The law requiring licensed premises to display a price list had come into force. In the hotel, it was met by a small handwritten page stuck on the shady side of one of the bar front pillars, the only artificial lighting being behind the bar. Also having a pint was one Bill Morrison, whom we had met on a previous visit. At closing time, ie when the generator was shut down, he suggested we go home with him for a bit of supper. He drove us there in his Reliant three-wheeler and on arrival, he instructed his one-eyed wife to ‘get these two lads a bite to eat’. She lit the paraffin cooker and boiled up the best part of a dozen eggs and mashed them up with tomato to make a great plateful of sandwiches which we gratefully ate. Bill eventually drove us back to the pier. It was still raining so Jack and I decided that the best thing would be to take our bedding ashore and sleep in the shed on the quay, the door of which was open. We managed somehow to bed down in the darkness. It was rather cramped, and it was not a very comfortable night, something angular seemed to be sticking into our sides. With daylight in the morning the something turned out to be a double bed which was presumably being delivered to the island. If only we had realised!
Jack only had the weekend off, so he caught the ferry back, and I spent the week in South Walls, around that end of Hoy. The wind stayed quite fresh, so I did quite a bit of walking. One morning the local Bobby was fishing for sea trout off the beach at North Hope, and another day I passed the time of day with one of the island crofter fishermen and commented that it was staying fairly windy. “Yes” he said, “The glass is high so it will blow quite hard”. “What happens if the glass is low then?” I asked. “Then it will be a gale of wind” he replied. The local shop/store at Longhope kept a wonderful range of stock, and all domestic, farming and fishing needs seemed to be met. It was run by one of the Kirkpatrick family which later suffered tragically when the lifeboat was lost.
Jack came over again the following weekend and we sailed back to Scrabster without incident.

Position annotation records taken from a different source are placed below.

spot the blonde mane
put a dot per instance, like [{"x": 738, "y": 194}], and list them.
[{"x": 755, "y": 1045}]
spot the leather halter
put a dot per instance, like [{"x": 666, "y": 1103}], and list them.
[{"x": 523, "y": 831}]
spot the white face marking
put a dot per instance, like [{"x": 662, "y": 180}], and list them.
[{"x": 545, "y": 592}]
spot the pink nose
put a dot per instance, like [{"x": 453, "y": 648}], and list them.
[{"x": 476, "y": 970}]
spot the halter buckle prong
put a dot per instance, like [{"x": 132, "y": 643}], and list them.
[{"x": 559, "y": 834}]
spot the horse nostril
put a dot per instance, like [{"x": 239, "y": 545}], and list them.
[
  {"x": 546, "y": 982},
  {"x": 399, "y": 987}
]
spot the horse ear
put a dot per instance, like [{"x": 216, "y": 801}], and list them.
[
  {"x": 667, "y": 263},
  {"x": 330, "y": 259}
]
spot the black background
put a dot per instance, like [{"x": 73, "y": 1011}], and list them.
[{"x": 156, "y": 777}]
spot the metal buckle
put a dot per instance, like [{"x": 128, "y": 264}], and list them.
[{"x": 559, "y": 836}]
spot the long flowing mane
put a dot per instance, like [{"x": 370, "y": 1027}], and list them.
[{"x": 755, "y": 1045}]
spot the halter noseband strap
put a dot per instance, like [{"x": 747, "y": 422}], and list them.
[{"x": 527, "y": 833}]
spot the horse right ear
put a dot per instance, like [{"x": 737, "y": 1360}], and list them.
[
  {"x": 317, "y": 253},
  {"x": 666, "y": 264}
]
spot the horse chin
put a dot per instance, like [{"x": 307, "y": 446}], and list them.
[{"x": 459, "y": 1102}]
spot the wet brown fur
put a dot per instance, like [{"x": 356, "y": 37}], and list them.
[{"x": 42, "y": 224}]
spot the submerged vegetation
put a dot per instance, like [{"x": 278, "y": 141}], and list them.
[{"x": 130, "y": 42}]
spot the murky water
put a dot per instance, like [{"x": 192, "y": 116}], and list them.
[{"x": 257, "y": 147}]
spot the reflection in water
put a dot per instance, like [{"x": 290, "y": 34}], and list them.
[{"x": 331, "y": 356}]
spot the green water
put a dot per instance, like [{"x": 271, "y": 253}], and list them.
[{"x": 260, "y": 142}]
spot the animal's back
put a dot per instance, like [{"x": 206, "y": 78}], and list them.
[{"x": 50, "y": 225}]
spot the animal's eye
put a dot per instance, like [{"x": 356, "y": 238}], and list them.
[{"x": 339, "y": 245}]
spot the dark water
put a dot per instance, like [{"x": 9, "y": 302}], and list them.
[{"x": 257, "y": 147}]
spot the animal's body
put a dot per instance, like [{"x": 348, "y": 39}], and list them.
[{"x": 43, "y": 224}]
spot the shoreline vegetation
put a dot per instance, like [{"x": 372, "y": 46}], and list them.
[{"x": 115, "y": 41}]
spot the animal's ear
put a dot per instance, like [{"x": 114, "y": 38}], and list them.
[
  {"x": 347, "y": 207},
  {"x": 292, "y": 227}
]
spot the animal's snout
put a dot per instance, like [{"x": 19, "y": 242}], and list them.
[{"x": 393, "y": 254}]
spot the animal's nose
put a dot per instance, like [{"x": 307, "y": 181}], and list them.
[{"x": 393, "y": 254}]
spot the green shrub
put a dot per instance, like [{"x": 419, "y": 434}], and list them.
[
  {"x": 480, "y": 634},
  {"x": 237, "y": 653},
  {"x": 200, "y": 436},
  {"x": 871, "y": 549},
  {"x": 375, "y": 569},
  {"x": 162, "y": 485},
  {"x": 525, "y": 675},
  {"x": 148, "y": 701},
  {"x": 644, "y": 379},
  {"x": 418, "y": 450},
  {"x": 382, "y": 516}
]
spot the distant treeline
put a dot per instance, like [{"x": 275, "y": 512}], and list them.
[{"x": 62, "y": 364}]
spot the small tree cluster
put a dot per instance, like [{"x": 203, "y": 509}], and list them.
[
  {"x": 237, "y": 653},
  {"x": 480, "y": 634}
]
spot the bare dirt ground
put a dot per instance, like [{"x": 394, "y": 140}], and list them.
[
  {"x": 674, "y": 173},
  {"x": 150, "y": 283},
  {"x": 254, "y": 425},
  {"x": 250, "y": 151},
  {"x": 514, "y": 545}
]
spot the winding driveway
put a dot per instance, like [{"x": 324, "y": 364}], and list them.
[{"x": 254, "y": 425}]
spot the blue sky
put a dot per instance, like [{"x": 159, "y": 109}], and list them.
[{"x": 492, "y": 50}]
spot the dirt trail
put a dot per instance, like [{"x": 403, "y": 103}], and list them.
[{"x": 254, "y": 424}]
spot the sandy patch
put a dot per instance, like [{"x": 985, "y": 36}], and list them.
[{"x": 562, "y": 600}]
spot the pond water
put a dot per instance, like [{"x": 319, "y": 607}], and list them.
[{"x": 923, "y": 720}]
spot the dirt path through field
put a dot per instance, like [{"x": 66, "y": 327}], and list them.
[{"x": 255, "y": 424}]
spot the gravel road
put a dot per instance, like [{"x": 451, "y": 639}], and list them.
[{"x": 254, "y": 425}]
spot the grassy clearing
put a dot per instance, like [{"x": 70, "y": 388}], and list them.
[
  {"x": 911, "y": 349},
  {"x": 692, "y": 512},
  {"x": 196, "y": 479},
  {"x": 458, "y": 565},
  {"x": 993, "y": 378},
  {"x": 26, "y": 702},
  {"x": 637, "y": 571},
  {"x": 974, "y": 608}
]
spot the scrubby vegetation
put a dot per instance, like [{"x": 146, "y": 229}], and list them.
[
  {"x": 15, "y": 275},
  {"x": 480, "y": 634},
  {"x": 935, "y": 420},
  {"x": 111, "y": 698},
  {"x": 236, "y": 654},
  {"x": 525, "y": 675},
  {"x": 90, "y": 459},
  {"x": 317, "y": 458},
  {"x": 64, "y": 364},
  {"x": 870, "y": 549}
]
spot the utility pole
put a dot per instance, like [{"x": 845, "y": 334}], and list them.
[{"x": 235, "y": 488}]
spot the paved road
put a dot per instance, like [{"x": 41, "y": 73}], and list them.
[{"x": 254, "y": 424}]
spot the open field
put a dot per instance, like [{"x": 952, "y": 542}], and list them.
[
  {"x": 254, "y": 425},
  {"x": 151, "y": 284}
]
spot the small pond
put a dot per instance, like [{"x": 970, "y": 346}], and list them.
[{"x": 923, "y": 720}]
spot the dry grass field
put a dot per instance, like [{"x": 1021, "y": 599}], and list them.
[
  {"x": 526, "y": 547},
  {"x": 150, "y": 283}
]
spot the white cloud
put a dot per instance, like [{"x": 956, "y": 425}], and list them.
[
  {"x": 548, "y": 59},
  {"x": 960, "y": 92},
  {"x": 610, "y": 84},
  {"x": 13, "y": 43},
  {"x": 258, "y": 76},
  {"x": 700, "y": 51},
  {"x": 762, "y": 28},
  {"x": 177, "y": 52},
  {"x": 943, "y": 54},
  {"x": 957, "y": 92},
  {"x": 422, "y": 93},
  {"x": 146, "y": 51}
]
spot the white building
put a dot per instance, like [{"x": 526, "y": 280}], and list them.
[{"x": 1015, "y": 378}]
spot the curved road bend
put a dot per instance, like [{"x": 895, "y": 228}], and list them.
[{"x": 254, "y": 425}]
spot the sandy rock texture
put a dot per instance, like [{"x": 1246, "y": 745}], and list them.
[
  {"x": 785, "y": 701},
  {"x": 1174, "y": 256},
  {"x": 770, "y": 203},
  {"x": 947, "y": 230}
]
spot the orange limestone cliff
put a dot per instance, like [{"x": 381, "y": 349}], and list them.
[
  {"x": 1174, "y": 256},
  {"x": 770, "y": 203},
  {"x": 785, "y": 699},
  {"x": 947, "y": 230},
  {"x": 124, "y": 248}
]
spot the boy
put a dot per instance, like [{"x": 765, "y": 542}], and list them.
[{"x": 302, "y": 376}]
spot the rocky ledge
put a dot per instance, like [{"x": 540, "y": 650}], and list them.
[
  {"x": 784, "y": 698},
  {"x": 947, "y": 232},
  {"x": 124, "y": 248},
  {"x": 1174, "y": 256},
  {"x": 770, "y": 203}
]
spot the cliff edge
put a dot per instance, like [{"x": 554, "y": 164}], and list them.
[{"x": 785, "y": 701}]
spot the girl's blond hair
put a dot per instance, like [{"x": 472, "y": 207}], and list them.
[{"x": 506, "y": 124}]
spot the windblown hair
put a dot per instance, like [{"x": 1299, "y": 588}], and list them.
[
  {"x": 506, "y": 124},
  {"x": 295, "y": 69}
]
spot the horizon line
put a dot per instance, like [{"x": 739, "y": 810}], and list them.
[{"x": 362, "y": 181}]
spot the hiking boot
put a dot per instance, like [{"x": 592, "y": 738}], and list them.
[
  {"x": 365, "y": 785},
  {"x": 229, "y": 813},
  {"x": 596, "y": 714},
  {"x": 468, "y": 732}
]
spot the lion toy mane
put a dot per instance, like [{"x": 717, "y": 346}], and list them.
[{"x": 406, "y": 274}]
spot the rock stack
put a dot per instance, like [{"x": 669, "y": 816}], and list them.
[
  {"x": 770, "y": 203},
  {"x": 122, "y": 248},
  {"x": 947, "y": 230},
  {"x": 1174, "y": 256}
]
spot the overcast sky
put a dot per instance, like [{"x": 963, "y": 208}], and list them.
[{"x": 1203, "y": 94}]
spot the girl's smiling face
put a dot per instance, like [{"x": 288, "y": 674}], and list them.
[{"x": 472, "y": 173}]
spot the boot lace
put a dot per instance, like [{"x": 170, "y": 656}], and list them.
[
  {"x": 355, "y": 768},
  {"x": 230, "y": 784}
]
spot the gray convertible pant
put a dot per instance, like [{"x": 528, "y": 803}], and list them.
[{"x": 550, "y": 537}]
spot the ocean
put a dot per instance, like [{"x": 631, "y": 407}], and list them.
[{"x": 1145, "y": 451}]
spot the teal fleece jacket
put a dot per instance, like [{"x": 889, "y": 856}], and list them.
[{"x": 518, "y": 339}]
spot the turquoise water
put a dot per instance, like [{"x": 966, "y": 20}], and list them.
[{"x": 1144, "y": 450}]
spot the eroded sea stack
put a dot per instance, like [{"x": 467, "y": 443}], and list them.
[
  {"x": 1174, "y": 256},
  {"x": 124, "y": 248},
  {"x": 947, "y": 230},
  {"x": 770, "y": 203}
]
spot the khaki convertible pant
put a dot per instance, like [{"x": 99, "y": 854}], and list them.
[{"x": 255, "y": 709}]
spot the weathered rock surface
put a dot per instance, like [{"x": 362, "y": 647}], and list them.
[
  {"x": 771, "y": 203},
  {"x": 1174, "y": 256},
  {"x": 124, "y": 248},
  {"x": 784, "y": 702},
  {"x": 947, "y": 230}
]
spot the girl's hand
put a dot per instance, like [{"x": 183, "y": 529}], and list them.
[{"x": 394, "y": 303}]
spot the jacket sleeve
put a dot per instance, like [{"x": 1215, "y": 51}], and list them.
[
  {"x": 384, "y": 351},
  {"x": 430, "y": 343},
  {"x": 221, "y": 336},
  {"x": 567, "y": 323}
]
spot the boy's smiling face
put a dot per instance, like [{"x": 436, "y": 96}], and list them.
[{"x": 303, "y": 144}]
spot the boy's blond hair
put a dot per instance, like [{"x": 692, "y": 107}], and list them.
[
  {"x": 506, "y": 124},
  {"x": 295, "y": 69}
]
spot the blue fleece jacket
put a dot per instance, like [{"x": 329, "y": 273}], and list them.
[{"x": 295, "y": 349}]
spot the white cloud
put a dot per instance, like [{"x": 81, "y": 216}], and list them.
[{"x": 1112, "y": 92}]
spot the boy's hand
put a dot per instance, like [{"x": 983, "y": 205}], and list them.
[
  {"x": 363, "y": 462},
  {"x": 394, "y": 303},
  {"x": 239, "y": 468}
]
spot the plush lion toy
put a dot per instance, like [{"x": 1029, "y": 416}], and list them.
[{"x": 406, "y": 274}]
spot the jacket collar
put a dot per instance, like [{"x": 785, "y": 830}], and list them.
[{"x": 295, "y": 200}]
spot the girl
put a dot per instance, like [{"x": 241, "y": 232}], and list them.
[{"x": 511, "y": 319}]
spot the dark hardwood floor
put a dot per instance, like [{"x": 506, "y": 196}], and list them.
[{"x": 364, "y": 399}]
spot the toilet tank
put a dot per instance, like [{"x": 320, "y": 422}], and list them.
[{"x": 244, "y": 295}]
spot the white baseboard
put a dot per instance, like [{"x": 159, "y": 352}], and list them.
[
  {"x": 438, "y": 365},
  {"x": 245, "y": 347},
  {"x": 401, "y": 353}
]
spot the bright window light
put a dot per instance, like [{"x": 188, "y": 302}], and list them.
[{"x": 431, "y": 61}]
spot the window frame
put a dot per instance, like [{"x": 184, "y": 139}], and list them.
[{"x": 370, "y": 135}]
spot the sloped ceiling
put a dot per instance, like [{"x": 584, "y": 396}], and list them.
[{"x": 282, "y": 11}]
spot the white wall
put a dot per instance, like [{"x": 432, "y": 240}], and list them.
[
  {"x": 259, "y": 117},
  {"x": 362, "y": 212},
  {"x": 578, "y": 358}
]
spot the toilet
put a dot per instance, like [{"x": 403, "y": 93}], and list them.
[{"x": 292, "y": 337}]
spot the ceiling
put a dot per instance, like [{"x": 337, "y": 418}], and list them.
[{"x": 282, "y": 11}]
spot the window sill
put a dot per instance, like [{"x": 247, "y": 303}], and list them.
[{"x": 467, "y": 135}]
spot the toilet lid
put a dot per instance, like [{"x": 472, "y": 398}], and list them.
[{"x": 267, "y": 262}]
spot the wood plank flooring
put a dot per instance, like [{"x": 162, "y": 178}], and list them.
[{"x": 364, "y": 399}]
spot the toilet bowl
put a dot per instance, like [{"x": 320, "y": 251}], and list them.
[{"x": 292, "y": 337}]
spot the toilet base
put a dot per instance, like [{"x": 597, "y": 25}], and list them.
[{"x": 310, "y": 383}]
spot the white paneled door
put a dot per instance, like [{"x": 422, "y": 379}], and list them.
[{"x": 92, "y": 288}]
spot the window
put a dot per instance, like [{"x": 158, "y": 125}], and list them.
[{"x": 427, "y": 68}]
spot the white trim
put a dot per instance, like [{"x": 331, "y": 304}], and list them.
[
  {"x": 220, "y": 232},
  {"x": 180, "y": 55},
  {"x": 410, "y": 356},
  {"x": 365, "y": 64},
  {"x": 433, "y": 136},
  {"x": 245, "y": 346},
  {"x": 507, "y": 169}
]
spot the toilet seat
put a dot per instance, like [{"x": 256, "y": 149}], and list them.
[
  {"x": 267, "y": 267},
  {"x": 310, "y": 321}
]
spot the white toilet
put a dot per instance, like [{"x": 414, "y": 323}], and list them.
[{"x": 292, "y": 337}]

The next spring Nick Grainger, who though actually a qualified optician, was working at John Ridgway’s School of Adventure at Ardmore (first on the left round the corner of Cape Wrath, just past Rhiconich), and was looking for a boat, contacted me. How he heard I had The Aegre I do not know. He came over to have a look at her and liking what he saw bought her at a price that suited both me and his pocket. The agreement was that I would tow her over to Ardmore. One of the Naval officers on course at HMS Vulcan, came with me. It was a run out for him and insurance for me in case I needed any assistance on the way. Nick was there to meet us, and we unloaded her at the tideline. It was the last I saw of The Aegre, a splendid little vessel that never let me down.